Carrière grecque antique de la Corderie : Huit ans d’agonie
Avons-nous renversé l’origine grecque de Marseille ?
Mise au jour en 2017, la Carrière grecque antique de la Corderie à Marseille (France) aura vécu huit ans d’agonie avant son ré-enfouissement, du moins celui de la dernière et minuscule parcelle restante de 635 m2.
Vous avez dit « agonie » ?
Le mot « agonie » est précisément d’origine grecque : agonia signifiant le dernier combat pour la vie. La langue latine lui donna un second sens, celui de « victime sacrée » promise au sacrifice.

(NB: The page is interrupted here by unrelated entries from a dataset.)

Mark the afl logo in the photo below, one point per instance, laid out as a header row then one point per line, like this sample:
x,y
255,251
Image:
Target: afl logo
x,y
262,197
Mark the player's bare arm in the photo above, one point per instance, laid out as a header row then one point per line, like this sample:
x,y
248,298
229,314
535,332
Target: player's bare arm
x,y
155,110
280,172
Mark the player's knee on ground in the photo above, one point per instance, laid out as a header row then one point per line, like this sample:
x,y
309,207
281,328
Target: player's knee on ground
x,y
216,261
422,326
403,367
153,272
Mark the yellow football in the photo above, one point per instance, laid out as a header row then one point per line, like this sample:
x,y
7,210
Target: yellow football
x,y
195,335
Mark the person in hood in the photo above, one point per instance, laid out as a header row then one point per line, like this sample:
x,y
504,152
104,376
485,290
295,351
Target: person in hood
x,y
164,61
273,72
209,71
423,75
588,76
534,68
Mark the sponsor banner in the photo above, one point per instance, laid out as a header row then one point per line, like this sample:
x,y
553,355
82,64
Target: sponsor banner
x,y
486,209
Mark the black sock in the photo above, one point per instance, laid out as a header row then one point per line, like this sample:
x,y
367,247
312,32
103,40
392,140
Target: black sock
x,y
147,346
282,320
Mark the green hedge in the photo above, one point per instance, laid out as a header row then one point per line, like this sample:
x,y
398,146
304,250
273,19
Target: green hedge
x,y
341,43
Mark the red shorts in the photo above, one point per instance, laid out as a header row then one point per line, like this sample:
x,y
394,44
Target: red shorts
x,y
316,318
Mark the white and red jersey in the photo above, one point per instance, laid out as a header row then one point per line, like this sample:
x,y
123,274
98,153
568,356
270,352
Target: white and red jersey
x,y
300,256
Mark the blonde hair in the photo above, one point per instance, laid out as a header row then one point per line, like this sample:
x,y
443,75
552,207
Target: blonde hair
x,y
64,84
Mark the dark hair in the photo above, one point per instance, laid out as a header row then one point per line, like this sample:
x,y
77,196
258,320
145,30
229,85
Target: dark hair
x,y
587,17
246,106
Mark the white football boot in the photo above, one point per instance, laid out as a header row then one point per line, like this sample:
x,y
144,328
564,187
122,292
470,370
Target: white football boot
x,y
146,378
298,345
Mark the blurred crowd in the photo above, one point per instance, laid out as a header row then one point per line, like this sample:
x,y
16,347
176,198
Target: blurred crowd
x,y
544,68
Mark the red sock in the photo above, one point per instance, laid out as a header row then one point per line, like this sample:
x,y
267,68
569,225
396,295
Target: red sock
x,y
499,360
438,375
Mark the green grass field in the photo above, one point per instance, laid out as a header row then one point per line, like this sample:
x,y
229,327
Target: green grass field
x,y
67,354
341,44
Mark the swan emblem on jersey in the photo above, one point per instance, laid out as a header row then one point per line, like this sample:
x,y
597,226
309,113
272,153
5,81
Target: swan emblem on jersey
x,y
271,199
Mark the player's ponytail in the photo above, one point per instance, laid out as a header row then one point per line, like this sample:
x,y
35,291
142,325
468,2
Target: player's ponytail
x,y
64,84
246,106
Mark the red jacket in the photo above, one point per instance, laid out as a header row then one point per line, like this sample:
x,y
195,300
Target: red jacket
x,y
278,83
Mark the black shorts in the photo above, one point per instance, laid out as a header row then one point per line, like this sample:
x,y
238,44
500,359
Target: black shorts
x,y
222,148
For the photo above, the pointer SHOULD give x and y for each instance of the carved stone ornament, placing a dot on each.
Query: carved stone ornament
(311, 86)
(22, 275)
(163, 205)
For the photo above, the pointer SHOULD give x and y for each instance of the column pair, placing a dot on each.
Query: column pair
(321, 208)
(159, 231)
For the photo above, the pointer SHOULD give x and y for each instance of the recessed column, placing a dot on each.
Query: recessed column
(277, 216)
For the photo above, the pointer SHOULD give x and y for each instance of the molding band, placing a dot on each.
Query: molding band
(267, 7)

Quelle meilleure illustration pour la Carrière grecque du VI° siècle avant J.-C., carrière fondatrice de la plus ancienne ville de France, et exceptionnelle par son histoire et sa rareté ! Les peuples antiques sacrifiaient des animaux pour honorer leurs dieux et obtenir leur protection. Nos civilisations dites modernes continuent à sacrifier, même si la nature de leurs victimes a changé. Elles sacrifient leur jeunesse dans les guerres ; elles sacrifient leur santé dans les vagues de pollutions des airs, des eaux et des terres ; elles sacrifient leur sécurité face au terrorisme et aux violences de tous ordres ; elle sacrifient l’éducation de leurs enfants face aux dérives sociales ; elles sacrifient leur histoire en ignorant leur passé.
À ce titre, Marseille mérite assurément de recevoir une couronne grecque de lauriers d’excellence. À moins qu’elle ne choisisse pour orner son front une couronne de béton.
Huit mois d’agonie pour n’aboutir qu’à un enfouissement par étapes successives. La mobilisation d’éminents archéologues et historiens, le relais remarquable de quelques associations ne réussirent, ni à réveiller les Institutions culturelles de la cité restées étonnamment muettes durant huit ans, à l’exception du Comité du Vieux Marseille, ni à engager véritablement les pouvoirs publics de toutes natures dans des décisions et des actions volontaristes et définitives. Les déclarations de bonnes intentions ne satisfont que ceux qui les prononcent.
Pour les grecs antiques, quelques lieux avaient, par nature, une dimension sacrée. Les temples et sanctuaires en premier lieu. L’arsenal où, l’hiver, les navires de guerre étaient entreposés à terre, car le navire de combat était une des conditions de la liberté et du maintien en vie de la cité. Comme me l’écrivait madame Jacqueline de Romilly en juillet 2005, pour nos grecs tout ce qui touche à la vie est sacré.
Sacrée, notre Carrière grecque antique de la Corderie à Marseille qui donna la vie à Massalia. En ce sens la Carrière est et deviendra à nouveau ce mois de mars prochain, non seulement, une victime mais une victime sacrée.
Dernières idées : expropriation, déclaration d’utilité publique, ombrière …
Il serait temps de mettre fin à l’hypocrisie. Mettons définitivement un point final à une agonie de huit ans. Actons la mort de la Carrière puisque ni l’État, ni la Région, ni le Département, ni la Ville n’ont réussi, ni n’ont voulu réussir. Au début mars, dans quelques jours, l’entreprise au nom qui évoque la vie actera la mort du dernier vestige du site. Inutile de vouloir dresser une ombrière pour se donner un semblant de bonne conscience. Tout cela est indigne. Osons le reconnaître.
Toute cette pantomime est lamentable et en dit long sur le choix du béton face à notre Histoire. En vérité face à nos Valeurs.